# Something the Ford Ka has that the TT will probably never.



## p4ul (May 14, 2003)

http://www.mylittlesites.com/Cat.mpg


----------



## QuackingPlums (Mar 10, 2004)

HAHA! That's very well done! I wonder if the cat scratched the paintwork? 8)


----------



## redliner (May 31, 2004)

:lol:


----------



## scott28tt (Jul 30, 2002)

Did you see the pigeon ad in Top Gear on Sunday?
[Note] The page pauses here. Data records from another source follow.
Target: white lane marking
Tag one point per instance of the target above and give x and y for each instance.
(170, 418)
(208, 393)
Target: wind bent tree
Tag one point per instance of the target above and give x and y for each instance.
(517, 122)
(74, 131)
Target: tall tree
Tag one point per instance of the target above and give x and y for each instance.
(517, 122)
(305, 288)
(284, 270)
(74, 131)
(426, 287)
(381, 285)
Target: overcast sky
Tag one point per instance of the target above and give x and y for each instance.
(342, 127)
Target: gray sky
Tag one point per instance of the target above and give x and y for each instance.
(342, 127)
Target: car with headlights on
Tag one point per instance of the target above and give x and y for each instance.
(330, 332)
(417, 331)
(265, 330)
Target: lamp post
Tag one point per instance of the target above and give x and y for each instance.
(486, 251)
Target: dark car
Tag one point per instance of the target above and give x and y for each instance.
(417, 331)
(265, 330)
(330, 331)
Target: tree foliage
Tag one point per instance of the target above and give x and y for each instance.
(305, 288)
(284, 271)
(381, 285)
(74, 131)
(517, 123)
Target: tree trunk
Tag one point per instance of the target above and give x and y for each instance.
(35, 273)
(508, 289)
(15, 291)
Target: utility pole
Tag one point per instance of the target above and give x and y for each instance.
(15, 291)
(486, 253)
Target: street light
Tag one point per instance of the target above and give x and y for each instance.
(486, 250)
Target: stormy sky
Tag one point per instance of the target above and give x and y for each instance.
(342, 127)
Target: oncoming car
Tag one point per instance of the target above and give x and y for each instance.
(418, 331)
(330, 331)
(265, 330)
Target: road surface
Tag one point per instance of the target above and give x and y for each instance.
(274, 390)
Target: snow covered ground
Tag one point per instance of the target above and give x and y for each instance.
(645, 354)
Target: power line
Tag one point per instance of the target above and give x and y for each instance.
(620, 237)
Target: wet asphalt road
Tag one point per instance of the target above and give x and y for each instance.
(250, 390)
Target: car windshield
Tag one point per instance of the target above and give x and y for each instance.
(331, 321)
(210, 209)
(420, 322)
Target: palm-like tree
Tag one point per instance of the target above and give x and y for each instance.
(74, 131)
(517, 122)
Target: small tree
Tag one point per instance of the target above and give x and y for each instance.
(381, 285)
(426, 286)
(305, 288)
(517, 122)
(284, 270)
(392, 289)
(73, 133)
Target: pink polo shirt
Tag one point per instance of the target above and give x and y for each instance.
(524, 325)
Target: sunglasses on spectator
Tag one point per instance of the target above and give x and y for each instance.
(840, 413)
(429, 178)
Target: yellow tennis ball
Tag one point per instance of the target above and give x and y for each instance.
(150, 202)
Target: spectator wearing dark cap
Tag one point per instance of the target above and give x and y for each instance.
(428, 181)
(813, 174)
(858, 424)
Pigeon is about to land on bonnet of Ka, bonnet lid flips up and bats pigeon away.


----------



## Dotti (Mar 9, 2003)

Actually that ad is misleading!!! The Sport Ka doesn't come with a sun roof! :roll: . Naughty Ford!


----------



## smuTTy (May 3, 2004)

:roll: It's quality tho. :lol: :lol:


----------



## scoTTy (May 6, 2002)

The other thing the Ka can do is EASILY fit four TT wheels in :










In the TT it's a little more difficult :










p.s. I never want to drive a Ka again though !!


----------



## nutts (May 8, 2002)

Bet you can get 4 in the back of the S4 though :wink:


----------



## scoTTy (May 6, 2002)

Been there done it. So easy I didn't even bother with a picture.


----------



## Dotti (Mar 9, 2003)

Ahh but one thing two adults can do in the back of a KA comfortably is sit   :wink:


----------



## nutts (May 8, 2002)

Yeah yeah yeah :wink:

You'll be telling us there is a new TT due in 2006 too 



scoTTy said:


> Been there done it. So easy I didn't even bother with a picture.


----------